Parasites of Thought – The Quality of Knowledge
 
 
The most fundamental of all questions doesn’t relate to where we come from, nor where we are going. The most basic and at the same time most difficult of all questions goes: what is knowledge?
 
The problem in answering this question lies in the fact, that the instruments applied consist themselves of knowledge. Progress in understanding has been constrained within narrow boundaries.
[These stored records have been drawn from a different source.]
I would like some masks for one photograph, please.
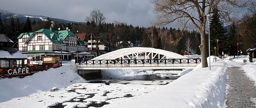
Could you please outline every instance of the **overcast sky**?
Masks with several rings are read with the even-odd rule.
[[[0,9],[15,13],[43,15],[78,22],[94,9],[100,10],[106,22],[118,21],[148,26],[154,19],[151,0],[0,0]]]
[[[255,1],[256,0],[253,0]],[[91,11],[101,10],[106,22],[118,21],[134,26],[148,27],[154,19],[152,0],[0,0],[0,9],[14,13],[42,15],[85,22]],[[244,13],[243,12],[243,13]],[[241,14],[241,15],[243,13]],[[170,26],[175,28],[176,23]],[[170,26],[168,26],[168,27]]]

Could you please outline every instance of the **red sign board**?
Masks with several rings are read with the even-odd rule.
[[[53,68],[56,68],[58,67],[59,67],[59,63],[57,63],[56,64],[52,64],[52,67]]]

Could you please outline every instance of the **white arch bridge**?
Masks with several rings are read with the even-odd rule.
[[[199,58],[190,59],[171,52],[142,47],[122,48],[90,60],[75,61],[79,70],[186,69],[194,68],[200,63]]]

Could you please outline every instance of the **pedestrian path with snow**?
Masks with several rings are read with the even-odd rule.
[[[234,67],[227,69],[230,87],[226,105],[227,108],[255,108],[255,104],[251,100],[256,97],[255,86],[241,68]]]

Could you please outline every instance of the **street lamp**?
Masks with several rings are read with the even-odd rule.
[[[210,15],[208,14],[206,15],[206,18],[208,20],[208,34],[209,34],[209,40],[208,43],[209,44],[209,70],[211,70],[211,56],[210,53],[210,21],[209,18],[210,17]]]
[[[217,54],[219,57],[219,39],[217,39]]]
[[[215,56],[214,57],[214,58],[215,60],[215,62],[216,62],[216,47],[214,47],[214,50],[215,51]]]
[[[62,36],[60,36],[60,41],[61,42],[61,47],[60,48],[60,54],[61,55],[61,58],[60,60],[61,61],[61,64],[62,63]]]
[[[238,43],[237,43],[236,44],[237,45],[237,59],[238,59]]]

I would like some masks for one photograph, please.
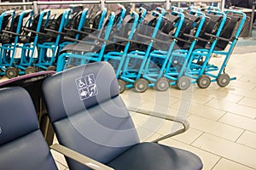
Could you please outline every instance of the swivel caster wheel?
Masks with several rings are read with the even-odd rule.
[[[218,76],[217,78],[217,84],[221,88],[229,85],[230,82],[230,77],[226,73],[219,75],[219,76]]]
[[[32,74],[37,71],[37,69],[33,66],[28,66],[25,69],[25,74]]]
[[[19,74],[18,69],[15,67],[9,67],[6,71],[5,71],[5,75],[7,77],[9,78],[14,78],[16,77]]]
[[[169,88],[169,81],[165,77],[160,77],[155,82],[155,89],[157,89],[158,91],[166,91]]]
[[[118,83],[119,83],[119,94],[122,94],[126,89],[126,84],[125,84],[125,81],[123,81],[121,79],[118,79]]]
[[[202,75],[197,79],[196,82],[199,88],[207,88],[211,84],[211,78],[207,75]]]
[[[188,76],[182,76],[176,82],[177,88],[180,90],[186,90],[190,86],[190,79]]]
[[[134,82],[133,88],[135,88],[136,91],[143,93],[148,89],[148,82],[145,79],[140,78]]]
[[[46,69],[46,71],[56,71],[56,66],[55,65],[50,65]]]

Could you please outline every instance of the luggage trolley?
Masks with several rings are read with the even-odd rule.
[[[39,70],[55,71],[54,62],[57,54],[61,37],[62,36],[64,27],[67,26],[69,20],[71,9],[66,9],[60,14],[55,22],[45,28],[46,33],[40,33],[39,42],[38,43],[38,56],[37,63],[33,65]]]
[[[18,76],[18,69],[14,66],[15,63],[19,62],[20,57],[15,56],[19,46],[23,27],[30,26],[33,11],[31,9],[16,12],[10,25],[6,29],[2,29],[1,35],[1,65],[0,69],[3,71],[1,75],[6,75],[12,78]]]
[[[161,20],[162,14],[152,11],[140,25],[135,35],[137,49],[126,54],[119,76],[125,82],[126,88],[134,88],[137,92],[145,92],[148,89],[148,82],[142,76],[149,54],[154,49],[154,39],[157,36]]]
[[[164,76],[164,72],[169,57],[175,48],[177,42],[175,38],[177,37],[183,24],[184,14],[172,11],[166,14],[164,20],[166,22],[154,39],[155,43],[159,43],[160,48],[150,53],[143,75],[144,79],[150,82],[148,87],[155,87],[159,91],[166,91],[169,88],[169,81]],[[166,46],[166,50],[165,46]]]
[[[208,54],[203,65],[200,65],[200,69],[195,71],[199,76],[196,82],[200,88],[207,88],[212,82],[217,82],[219,87],[226,87],[230,80],[236,79],[236,77],[230,78],[225,73],[225,67],[243,28],[246,14],[234,10],[227,10],[225,14],[227,14],[227,20],[219,36],[208,35],[216,39],[216,46],[212,53]],[[224,61],[220,67],[210,64],[210,57],[212,54],[224,56]],[[198,55],[198,53],[194,55]],[[194,63],[193,66],[195,65],[196,64]],[[216,71],[215,74],[214,71]]]
[[[38,42],[38,33],[47,26],[49,15],[50,10],[49,9],[42,11],[40,14],[34,14],[31,26],[23,28],[20,44],[18,46],[21,48],[20,60],[15,64],[19,75],[36,72],[36,68],[32,65],[37,60],[34,55]]]
[[[66,63],[84,65],[85,63],[101,61],[104,55],[105,48],[111,33],[113,21],[114,13],[112,12],[103,22],[103,26],[106,26],[106,27],[102,27],[101,31],[96,31],[95,33],[96,36],[89,34],[88,41],[86,38],[78,41],[79,43],[73,48],[75,53],[61,54],[58,57],[56,71],[64,70]],[[95,38],[94,42],[91,42],[92,38]],[[77,54],[78,51],[79,52],[79,54]]]
[[[190,9],[183,12],[185,18],[177,41],[178,48],[174,49],[168,60],[164,76],[170,81],[170,85],[176,85],[178,89],[187,89],[190,86],[190,78],[184,75],[189,57],[197,42],[205,22],[205,14]]]

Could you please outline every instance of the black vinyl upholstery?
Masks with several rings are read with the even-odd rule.
[[[73,67],[48,77],[43,93],[61,144],[119,170],[202,167],[193,153],[139,142],[119,95],[114,71],[107,62]],[[67,162],[70,169],[87,169]]]
[[[57,169],[28,93],[11,87],[0,96],[0,169]]]

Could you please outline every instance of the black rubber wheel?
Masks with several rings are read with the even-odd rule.
[[[217,84],[221,88],[229,85],[230,82],[230,76],[226,73],[219,75],[219,76],[218,76],[217,78]]]
[[[25,69],[25,74],[32,74],[37,72],[37,69],[33,66],[28,66]]]
[[[65,69],[70,69],[72,67],[74,67],[74,65],[66,65]]]
[[[188,76],[182,76],[176,82],[177,88],[180,90],[186,90],[190,86],[190,79]]]
[[[50,65],[46,69],[46,71],[56,71],[56,66],[55,65]]]
[[[126,89],[126,84],[125,84],[125,81],[123,81],[121,79],[118,79],[118,83],[119,83],[119,94],[122,94]]]
[[[140,78],[137,81],[135,81],[133,84],[133,88],[135,88],[136,91],[139,93],[145,92],[148,88],[148,82],[143,78]]]
[[[207,88],[211,84],[211,78],[207,75],[202,75],[196,80],[197,85],[201,88]]]
[[[169,88],[170,83],[166,77],[160,77],[155,82],[155,89],[164,92]]]
[[[18,69],[15,67],[9,67],[5,71],[5,76],[9,78],[16,77],[18,76],[18,74],[19,74]]]

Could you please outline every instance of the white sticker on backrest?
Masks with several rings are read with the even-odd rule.
[[[77,78],[75,81],[81,100],[98,94],[98,90],[93,74]]]

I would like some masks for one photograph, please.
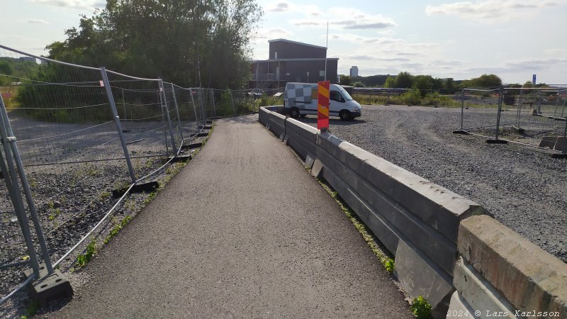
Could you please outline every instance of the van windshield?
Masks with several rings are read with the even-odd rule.
[[[341,92],[341,94],[342,94],[345,100],[352,101],[352,98],[350,96],[350,94],[349,94],[349,92],[347,92],[347,90],[344,89],[344,88],[343,88],[340,85],[337,85],[337,89],[338,89],[339,91]]]

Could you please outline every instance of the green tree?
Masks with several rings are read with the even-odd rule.
[[[2,77],[1,75],[12,75],[12,67],[6,61],[0,61],[0,85],[9,84],[11,82],[9,77]]]
[[[352,85],[352,79],[349,75],[341,75],[339,84],[341,85]]]
[[[502,86],[502,79],[495,74],[483,74],[476,79],[476,85],[480,87],[498,87]]]
[[[413,76],[408,72],[400,72],[395,77],[395,87],[408,89],[413,84]]]
[[[445,80],[444,83],[443,83],[443,89],[447,90],[454,90],[456,89],[455,87],[455,82],[453,80],[452,77],[449,77]]]
[[[386,79],[386,83],[384,83],[384,87],[395,87],[395,78],[393,77],[388,77]]]
[[[422,96],[425,96],[433,89],[433,78],[431,75],[417,75],[413,79],[412,87],[418,89]]]
[[[239,88],[249,76],[256,0],[108,0],[49,57],[186,86]]]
Instead continually new thought-parasites are created, like in this slightly modified saying:
 
One should know that thoughts have fleas
Upon their backs to bite ‘em.
And the fleas themselves have fleas,
And so ad infinitum.
 
Our basic problem cannot be answered sensibly without consideration of disinformation, according to Wittgenstein: in order to specify the edge of knowledge, it is necessary to know both sides of this definition – in other words: one should know what one cannot know.
 
The phenomenon of Passive Disinformation (the Qualitative Blind Spot) is the key to knowledge. Before its recognition there are hardly any alternatives to blind identification. Any reason which contradicted the traditional approach has been demonized up to now:
 
Nature is sin, and mind is devil,
They nurture doubt, in doubt they revel,
Their hybrid, monstrous progeny.
Goethe
 
or at least been criminalized:
 
Behold the believers of all beliefs!
Whom do they hate most?
The man who breaks up their tables of value
the breaker, the law-breaker –
yet he is the creator.
Nietzsche
 
Servan wrote in 1767: »A stupid despot may constrain his slaves with iron chains; but a true politician binds them even more strongly by the chain of their own ideas; [...] this link is all the stronger in that we do not know of what it is made and we believe it to be our own work; despair and time eat away the bonds of iron and steel, but they are powerless against the habitual union of ideas, they can only tighten it still more; and on the soft fibers of the brain is founded the unshakable base of the soundest of Empires« (quoted by Foucault).
 
 
 
The development to our globally networked knowledge society is a leap of cultural evolution, that can scarcely be mastered with the largely unchanged control mechanisms of the last centuries (especially for nations poor in natural resources). Even the »soundest of Empires« can sink to the level of the developing countries, if poor decisions are taken or the basic conditions change.
Now, however, many organizations are founded on disinformation (and kept alive more or less artificially). The introduction of sound information can there lead to collapse. On the other side, making this topic taboo creates new problems and exploitable gaps, not forgetting that ethical aspects are also affected. What is required is a responsible approach to our basic weakness.